Name given to the Partnership firm
Any name can be given to a partnership firm as long as you fulfill the below-mentioned conditions:
- The name shouldn’t be too similar or identical to an existing firm doing the same business,
- The name shouldn’t contain words like emperor, crown, empress, empire or any other words which show sanction or approval of the government.
How should be the agreement between partners formed?
Partnership deed is an agreement between the partners in which rights, duties, profits shares and other obligations of each partner is mentioned.
Partnership deed can be written or oral, although it is always advisable to write a partnership deed to avoid any conflicts in the future.
Following details are required in a partnership deed:
A. General Details:
1. Name and address of the firm and all the partners
2. Nature of business
3. Date of starting of business Capital to be contributed by each partner
4. Capital to be contributed by each partner
5. Profit/loss sharing ratio among the partners
B. Specific Details:
Apart from these, certain specific clauses may also be mentioned to avoid any conflict at a later stage:
1. Interest on capital invested, drawings by partners or any loans provided by partners to firm
2. Salaries, commissions or any other amount to be payable to partners
3. Rights of each partner, including additional rights to be enjoyed by the active partners
4. Duties and obligations of all partners
5. Adjustments or processes to be followed on account of retirement or death of a partner or dissolution of firm.
6. Other clauses as partners may decide by mutual discussion
Is it necessary to register a partnership firm?
Indian Partnership Act, 1932 governs the partnerships.
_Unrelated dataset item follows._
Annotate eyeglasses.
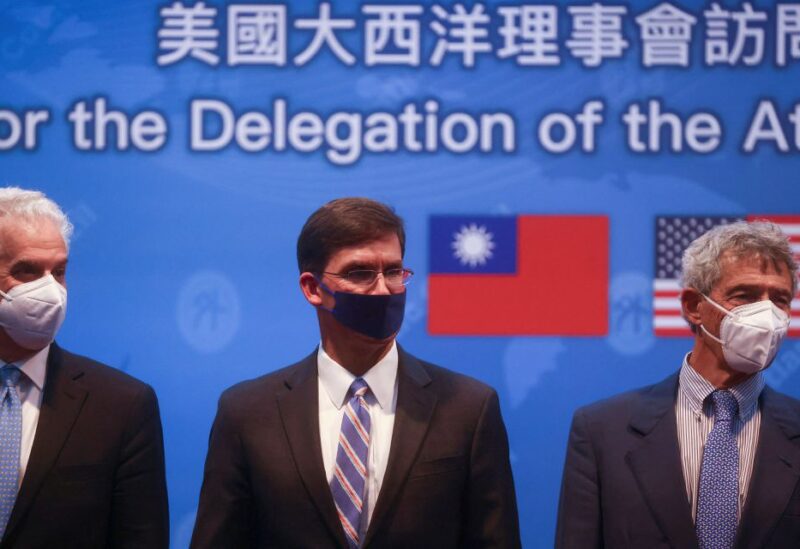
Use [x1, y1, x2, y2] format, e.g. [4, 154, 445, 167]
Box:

Registration of partnership firm is optional and at the discretion of the partners.
Registration of partnership firm may be done at any time – before starting a business or anytime during the continuation of partnership.
It is always advisable to register the firm since a registered firms enjoy special rights which aren’t available to the unregistered firms.
How to register the partnership firm?
An application form along with fees is to be submitted to Registrar of Firms of the State in which firm is situated. The application has to be signed by all partners or their agents.
Documents to be submitted to Registrar are
- Application for registration of partnership (Form 1)
- Specimen of Affidavit
- Certified original copy of Partnership Deed
- Proof of principal place of business (ownership documents or rental/lease agreement)
If the registrar is satisfied with the documents, he will register the firm in Register of Firms and issue Certificate of Registration.
Register of Firms contains up-to-date information on all firms and can be viewed by anybody upon payment of certain fees.
For more detailed information please click on Documents required for Partnership Registration in India.
FAQ on Partnership Firms registration
How much time does it take to register a partnership?The registration of Partnership Firm in India can take up to 12 to 14 working days. However, the time taken to issue a certificate of incorporation may vary as per the regulations of the concerned state. The registration of Partnership Firm is subject to Government processing time which varies for each State.
Are there any grounds on which my partnership can be invalid?Often, if the partnership agreement is not registered, the court may deem a partnership invalid. If the object of the business is illegal, the court may consider the partnership invalid and dissolve the partnership.
If all partners wish to end the partnership, how can they do so?If the partners of a firm wish to end the partnership, they can do so by dissolving the partnership by notice, if it is a partnership of will. A partnership can be dissolved in accordance with the terms laid out in the Partnership Deed, or they can do so creating a separate agreement.
Can my certificate of registration be cancelled?In a certain sense, a partnership certification of incorporation can be revoked, this often termed as dissolution. A dissolution can be brought upon automatically when all partners or all partners except one partner are declared insolvent or if the firm is carrying unlawful activities, i.e. like trading in drugs or other illegal products, corporate malpractice or making business engagements with countries that may harm the interest of India.
What is the scope of liability when it comes to partnerships?Every partner is jointly liable with all the other partners and also individually, for all acts/activities of the firm, during the course of business while he/she is a partner. This means that if a loss or injury is caused to any third party or a penalty is levied during the course of business all partners will be held liable even if the injury or loss was caused by one of the partners.